Duurzaamheid krijgt een steeds prominentere rol binnen het beleggingsbeleid en de portefeuilleconstructie van asset owners. Gedreven door de klimaatakkoorden, druk vanuit de samenleving alsook het eigen verantwoordelijkheidsgevoel, wordt onder andere de CO₂-voetafdruk van de beleggingsportefeuille steeds vaker gemeten of wordt gestuurd op een reductie ervan.

Echter voor de meeste beleggingsportefeuilles, met daarin allocaties naar verschillende beleggingscategorieën, geldt dat het niet mogelijk is de CO₂-voetafdruk van de beleggingsportefeuille in zijn geheel te bepalen. Daardoor rijst de vraag bij veel asset owners welke delen van de beleggingsportefeuille wel en niet in scope zijn bij de implementatie van een reductiedoelstelling van de CO₂-voetafdruk van de beleggingsportefeuille en hoe dit kan worden vastgesteld. 
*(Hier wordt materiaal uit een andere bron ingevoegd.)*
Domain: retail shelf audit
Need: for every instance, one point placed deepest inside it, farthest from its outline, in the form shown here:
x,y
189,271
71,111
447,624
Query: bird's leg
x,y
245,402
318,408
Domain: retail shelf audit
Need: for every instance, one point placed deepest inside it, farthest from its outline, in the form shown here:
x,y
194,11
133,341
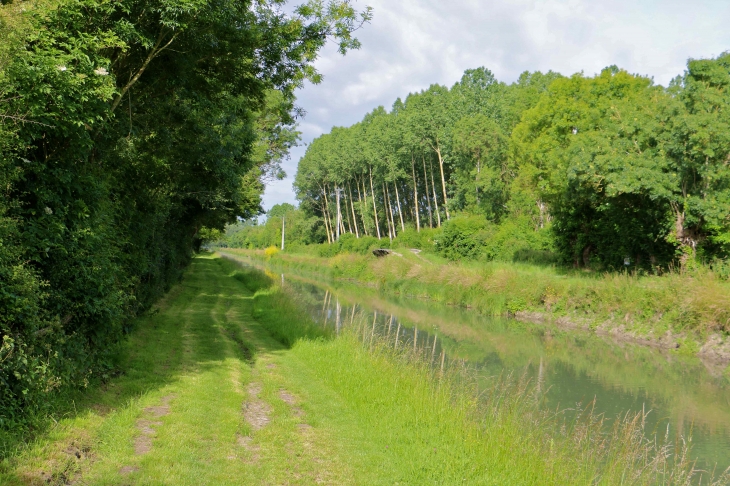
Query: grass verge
x,y
231,383
688,312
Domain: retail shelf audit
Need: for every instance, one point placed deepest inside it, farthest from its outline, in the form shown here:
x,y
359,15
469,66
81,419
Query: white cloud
x,y
412,44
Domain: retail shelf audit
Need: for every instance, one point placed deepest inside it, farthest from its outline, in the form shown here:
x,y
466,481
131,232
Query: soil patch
x,y
128,470
256,411
146,428
290,400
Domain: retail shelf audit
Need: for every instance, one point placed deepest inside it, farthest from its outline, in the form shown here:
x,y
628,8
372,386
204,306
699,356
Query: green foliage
x,y
131,132
588,171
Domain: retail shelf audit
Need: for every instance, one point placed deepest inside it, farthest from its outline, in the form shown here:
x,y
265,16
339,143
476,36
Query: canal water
x,y
685,397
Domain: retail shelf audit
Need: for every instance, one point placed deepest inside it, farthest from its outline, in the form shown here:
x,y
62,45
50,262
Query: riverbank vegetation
x,y
393,417
678,311
602,200
126,128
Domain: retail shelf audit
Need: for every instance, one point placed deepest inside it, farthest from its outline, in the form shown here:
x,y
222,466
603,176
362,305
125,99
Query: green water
x,y
684,396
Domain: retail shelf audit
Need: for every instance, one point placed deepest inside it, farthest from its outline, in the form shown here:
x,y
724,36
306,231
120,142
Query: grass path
x,y
208,396
193,407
Voor elke beleggingscategorie wordt een keuze gemaakt of de beleggingscategorie onderdeel is van de implementatie. Dit kan worden gedaan door te beoordelen of de CO₂-voetafdruk kan worden gemeten en of er ook nog een reductiedoelstelling aan kan worden gekoppeld zodat er gestuurd kan worden op de CO₂-voetafdruk. Om deze keuze per beleggingscategorie onderbouwd te maken, kan een aantal stappen worden doorlopen. Als eerste wordt per beleggingscategorie bepaald of er een meeteenheid bekend is om de CO₂-voetafdruk te meten, rekening houdend met de meeteenheid die marktstandaard is.

Als de meeteenheid bekend is, wordt beoordeeld wat per beleggingscategorie de databeschikbaarheid en -kwaliteit is van de gekozen meeteenheden binnen de beleggingscategorie. Als de databeschikbaarheid en -kwaliteit bekend is, kan er een keuze worden gemaakt hoe er per beleggingscategorie mee om wordt gegaan.
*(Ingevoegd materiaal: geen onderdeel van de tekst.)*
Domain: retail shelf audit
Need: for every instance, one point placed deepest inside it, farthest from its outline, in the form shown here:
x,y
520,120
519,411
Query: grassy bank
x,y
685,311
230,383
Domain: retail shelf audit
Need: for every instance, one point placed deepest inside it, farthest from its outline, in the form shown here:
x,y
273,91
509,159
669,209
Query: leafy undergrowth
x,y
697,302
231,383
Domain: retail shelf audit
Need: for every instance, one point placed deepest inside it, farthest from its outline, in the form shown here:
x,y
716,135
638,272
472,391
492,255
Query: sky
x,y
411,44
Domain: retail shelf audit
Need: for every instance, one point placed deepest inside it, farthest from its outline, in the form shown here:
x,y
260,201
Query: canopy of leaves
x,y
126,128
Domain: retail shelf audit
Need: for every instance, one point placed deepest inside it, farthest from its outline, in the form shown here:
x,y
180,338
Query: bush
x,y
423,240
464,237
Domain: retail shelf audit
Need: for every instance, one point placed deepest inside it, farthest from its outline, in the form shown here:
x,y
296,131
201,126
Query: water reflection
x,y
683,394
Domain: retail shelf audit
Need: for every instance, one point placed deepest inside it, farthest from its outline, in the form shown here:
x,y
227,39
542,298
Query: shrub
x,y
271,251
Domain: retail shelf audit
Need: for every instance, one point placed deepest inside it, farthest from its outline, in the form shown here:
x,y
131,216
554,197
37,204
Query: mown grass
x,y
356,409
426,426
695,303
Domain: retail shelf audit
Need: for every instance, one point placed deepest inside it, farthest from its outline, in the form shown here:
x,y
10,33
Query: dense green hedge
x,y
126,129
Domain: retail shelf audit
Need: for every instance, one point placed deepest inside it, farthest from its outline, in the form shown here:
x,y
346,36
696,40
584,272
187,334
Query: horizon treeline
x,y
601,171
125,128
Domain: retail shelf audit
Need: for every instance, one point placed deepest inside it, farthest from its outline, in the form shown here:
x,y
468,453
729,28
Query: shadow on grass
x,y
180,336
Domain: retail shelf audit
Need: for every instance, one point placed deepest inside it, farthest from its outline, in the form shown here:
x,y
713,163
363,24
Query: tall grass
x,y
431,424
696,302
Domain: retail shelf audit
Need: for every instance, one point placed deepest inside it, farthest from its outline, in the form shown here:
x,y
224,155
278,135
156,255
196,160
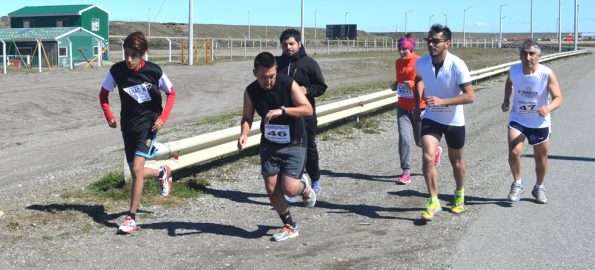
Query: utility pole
x,y
445,18
430,19
149,24
559,25
406,12
500,36
575,25
531,23
315,14
302,23
464,34
190,34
Voor de beleggingscategorieën waar alleen de CO₂-voetafdruk gemeten wordt, wordt bepaald met welke meeteenheden er wordt gemeten en op welk moment de keuze voor het meten wordt heroverwogen. Als er gestuurd wordt op de CO₂-voetafdruk, dan wordt een reductiedoelstelling geformuleerd, aangevuld met een termijn waarop deze doelstelling moet worden behaald. Aanvullend wordt ook een referentiepunt bepaald ten opzichte waarvan de reductiedoelstelling voor de CO₂-voetafdruk moet worden gerealiseerd.

Meeteenheid

Een eerste stap in het proces is het bepalen van een meeteenheid waarmee de CO₂-voetafdruk van de beleggingscategorie gemeten wordt. Om inzicht te kunnen krijgen in de CO₂-voetafdruk wordt idealiter een meeteenheid gebruikt die de efficiëntie van de asset ten aanzien van de CO₂-emissie meet en die niet afhankelijk is van de grootte van een portefeuille. Op die manier kan een zuivere vergelijking worden gemaakt tussen de CO₂-voetafdruk van beleggingsportefeuilles en van een beleggingsportefeuille over tijd.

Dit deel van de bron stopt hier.